For a brief moment, it appeared to some that American scientists and forestry agents might get the upper hand on the outbreak. But the reality was stark. Dis
covering the source of the blight ultimately failed to produce new solutions. The existing control techniques continued to stumble along without slowing the spread of the disease. Federal quarantines, once they were introduced, did little to impede the blight’s progress. Each year the zone of infection swelled, sometimes by as much as thirty miles, an incomprehensible rate of expansion.
When the Pennsylvania Chestnut Blight Commission issued a new report in 1914, the confidence of two years before had faded. The earlier optimistic language had been replaced with the type of circumspection that formerly belonged to naysayers like Murrill. The report included a statement from the commission chairman that declared: “[I]t seems necessary to call sharp attention to the real lesson to be learned from the chestnut blight epidemic—viz: the necessity of more scientific research upon problems of this character; to be undertaken early enough to be of some value in comprehending, if not controlling, the situation.”

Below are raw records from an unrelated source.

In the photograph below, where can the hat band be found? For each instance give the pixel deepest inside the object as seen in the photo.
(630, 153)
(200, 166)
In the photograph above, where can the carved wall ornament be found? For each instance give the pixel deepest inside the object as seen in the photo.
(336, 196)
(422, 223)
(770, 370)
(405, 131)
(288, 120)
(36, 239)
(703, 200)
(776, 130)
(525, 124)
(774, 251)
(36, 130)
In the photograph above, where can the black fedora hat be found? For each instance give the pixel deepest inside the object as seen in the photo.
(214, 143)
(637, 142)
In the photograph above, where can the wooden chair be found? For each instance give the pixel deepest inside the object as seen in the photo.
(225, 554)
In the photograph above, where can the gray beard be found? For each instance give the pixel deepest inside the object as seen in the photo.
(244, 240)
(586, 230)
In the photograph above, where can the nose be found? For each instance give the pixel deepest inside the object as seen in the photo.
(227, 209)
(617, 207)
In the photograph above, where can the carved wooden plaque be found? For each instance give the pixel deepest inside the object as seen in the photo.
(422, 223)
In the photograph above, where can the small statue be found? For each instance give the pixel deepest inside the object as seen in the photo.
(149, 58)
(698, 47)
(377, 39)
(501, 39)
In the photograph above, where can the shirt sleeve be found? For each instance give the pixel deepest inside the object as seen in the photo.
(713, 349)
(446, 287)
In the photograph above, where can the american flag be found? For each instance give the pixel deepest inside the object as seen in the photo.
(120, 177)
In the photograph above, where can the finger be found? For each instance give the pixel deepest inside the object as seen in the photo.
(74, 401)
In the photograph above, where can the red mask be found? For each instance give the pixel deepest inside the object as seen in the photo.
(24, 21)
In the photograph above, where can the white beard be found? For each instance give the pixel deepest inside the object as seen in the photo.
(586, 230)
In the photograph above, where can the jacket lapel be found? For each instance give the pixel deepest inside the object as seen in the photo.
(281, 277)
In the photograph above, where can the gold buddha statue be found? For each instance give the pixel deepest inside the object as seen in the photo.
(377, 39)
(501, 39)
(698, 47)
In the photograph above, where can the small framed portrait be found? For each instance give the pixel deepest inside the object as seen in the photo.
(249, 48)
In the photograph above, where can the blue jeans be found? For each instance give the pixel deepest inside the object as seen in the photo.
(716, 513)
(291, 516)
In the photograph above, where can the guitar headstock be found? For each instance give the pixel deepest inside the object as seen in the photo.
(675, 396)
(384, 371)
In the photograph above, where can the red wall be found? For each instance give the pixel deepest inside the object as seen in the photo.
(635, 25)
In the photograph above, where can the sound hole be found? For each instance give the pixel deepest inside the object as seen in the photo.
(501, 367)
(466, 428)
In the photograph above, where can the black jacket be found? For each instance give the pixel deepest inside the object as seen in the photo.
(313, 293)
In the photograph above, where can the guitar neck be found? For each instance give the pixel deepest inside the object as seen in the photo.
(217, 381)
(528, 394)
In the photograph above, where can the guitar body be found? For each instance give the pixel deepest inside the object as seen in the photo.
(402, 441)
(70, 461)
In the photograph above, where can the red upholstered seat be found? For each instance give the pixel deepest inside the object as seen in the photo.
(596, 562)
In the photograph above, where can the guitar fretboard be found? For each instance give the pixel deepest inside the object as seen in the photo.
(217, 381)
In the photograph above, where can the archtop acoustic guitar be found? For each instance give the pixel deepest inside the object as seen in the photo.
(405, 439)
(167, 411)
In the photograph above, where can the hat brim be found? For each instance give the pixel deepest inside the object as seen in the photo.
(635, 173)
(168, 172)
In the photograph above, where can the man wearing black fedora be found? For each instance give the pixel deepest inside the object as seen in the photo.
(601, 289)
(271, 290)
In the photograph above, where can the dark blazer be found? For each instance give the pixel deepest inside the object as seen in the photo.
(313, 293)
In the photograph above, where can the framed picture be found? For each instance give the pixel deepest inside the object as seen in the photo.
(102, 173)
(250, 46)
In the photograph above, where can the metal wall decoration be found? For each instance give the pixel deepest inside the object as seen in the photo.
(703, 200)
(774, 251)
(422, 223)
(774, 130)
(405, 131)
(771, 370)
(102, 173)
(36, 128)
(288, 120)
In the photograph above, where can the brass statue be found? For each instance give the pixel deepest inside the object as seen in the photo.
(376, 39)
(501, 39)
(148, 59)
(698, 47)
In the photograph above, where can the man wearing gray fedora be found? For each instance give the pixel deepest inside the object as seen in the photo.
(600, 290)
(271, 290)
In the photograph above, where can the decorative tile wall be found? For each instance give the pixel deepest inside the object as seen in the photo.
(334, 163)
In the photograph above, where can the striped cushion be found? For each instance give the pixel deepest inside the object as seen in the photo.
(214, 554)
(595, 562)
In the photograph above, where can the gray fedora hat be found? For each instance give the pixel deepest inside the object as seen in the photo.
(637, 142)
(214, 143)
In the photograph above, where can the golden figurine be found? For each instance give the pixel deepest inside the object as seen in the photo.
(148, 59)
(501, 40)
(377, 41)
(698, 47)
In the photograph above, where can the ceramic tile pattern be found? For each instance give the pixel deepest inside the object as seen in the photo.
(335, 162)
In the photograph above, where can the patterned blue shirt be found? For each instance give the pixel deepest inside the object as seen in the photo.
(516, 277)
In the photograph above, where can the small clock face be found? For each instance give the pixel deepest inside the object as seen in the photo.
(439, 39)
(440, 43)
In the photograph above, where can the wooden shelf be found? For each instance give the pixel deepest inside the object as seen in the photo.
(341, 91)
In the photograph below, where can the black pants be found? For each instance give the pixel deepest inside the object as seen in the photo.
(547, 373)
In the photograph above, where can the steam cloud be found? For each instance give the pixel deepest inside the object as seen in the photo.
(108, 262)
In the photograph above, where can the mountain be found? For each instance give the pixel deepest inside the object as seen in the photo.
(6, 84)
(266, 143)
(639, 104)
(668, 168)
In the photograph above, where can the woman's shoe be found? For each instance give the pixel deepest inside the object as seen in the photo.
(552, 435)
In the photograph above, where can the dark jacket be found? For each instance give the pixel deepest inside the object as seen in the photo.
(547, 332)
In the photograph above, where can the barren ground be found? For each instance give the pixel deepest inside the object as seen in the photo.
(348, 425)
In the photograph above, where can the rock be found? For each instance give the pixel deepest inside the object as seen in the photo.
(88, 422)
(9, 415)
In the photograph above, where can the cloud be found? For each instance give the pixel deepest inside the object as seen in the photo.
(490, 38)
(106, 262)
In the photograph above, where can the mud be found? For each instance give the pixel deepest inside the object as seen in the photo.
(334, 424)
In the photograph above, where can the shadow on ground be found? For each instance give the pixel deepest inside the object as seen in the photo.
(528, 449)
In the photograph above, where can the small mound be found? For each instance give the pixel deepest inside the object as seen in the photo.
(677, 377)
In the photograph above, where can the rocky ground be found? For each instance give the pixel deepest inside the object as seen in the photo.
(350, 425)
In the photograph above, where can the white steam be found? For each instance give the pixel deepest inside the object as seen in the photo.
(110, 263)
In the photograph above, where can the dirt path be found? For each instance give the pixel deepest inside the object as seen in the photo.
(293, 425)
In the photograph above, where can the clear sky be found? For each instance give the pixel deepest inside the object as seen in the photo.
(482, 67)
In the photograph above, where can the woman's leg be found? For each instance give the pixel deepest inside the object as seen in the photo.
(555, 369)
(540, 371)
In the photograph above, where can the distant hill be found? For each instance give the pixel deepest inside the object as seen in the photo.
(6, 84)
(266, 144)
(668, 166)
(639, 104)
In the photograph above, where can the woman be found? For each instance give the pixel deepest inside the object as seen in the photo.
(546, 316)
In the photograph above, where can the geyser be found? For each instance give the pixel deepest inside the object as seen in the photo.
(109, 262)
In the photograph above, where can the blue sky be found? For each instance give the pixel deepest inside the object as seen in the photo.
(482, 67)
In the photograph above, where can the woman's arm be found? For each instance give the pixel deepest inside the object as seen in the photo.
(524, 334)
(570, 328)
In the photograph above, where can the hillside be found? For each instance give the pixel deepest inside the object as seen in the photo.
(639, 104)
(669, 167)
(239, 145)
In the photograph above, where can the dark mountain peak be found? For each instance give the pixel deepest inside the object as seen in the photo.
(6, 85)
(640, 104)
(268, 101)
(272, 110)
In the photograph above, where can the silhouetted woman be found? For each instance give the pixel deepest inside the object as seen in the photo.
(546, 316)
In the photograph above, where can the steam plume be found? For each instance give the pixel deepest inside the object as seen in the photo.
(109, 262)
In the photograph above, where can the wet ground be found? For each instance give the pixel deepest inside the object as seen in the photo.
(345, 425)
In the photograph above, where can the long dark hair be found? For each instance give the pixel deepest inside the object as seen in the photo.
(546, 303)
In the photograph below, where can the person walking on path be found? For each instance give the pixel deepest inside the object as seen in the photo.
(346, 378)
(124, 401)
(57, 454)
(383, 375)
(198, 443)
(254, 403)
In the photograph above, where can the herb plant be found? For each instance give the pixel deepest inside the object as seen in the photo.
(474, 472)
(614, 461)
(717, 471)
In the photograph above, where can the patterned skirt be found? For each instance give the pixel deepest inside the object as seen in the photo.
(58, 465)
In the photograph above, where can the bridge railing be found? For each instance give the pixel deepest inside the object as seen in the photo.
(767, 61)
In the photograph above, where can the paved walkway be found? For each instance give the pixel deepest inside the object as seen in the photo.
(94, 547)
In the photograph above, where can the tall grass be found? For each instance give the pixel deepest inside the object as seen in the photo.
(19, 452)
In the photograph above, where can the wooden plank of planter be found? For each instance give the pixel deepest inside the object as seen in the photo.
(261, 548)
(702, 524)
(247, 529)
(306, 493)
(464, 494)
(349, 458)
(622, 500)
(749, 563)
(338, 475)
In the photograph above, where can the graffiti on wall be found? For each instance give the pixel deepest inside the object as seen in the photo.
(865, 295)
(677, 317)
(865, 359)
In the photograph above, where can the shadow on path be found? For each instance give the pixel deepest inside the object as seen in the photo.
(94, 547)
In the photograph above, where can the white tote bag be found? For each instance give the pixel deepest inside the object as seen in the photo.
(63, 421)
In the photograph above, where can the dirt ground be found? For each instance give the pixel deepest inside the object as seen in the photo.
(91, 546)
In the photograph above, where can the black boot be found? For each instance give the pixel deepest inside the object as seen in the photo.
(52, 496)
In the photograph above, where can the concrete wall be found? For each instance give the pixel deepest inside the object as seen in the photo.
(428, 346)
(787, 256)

Americans used to a life dependent on chestnuts were slow to accept the idea of total defeat. It simply seemed impossible that a tree so central to American ecology and culture could actually disappear. There was no precedent for such a change. In 1920, Gifford Pinchot, still one of the nation’s leading authorities on forestry issues, said, “What happens as a rule is what I expect will happen in the case of the chestnut, . . . the plague itself will ultimately weaken, grow scarce, and disappear.”
Across the South, the nation’s great storehouse of chestnuts, residents hoped and prayed that Pinchot’s prediction was proved correct, that the fungus would peter out naturally before destroying their natural environment. But this was no less naïve than the early attitude of the Pennsylvania commission. The first sign of trouble for the southern chestnuts had come in 1912, when the disease crossed the Potomac River, which historian Susan Freinkel described as “a botanical Maginot line.” From there the fungus moved inexorably downward, infiltrating the Appalachians in the late 1920s and blanketing the entire region within fifteen years. The sight of dead chestnuts stretching off into the horizon was overwhelming. Fairchild wrote in 1938, “Last summer when I saw the hillsides in the Appalachians dotted with the tragic dead crowns of what had once been magnificent forest trees, . . . I regretted any feelings of impatience I may have had towards their quarantines and inspections.”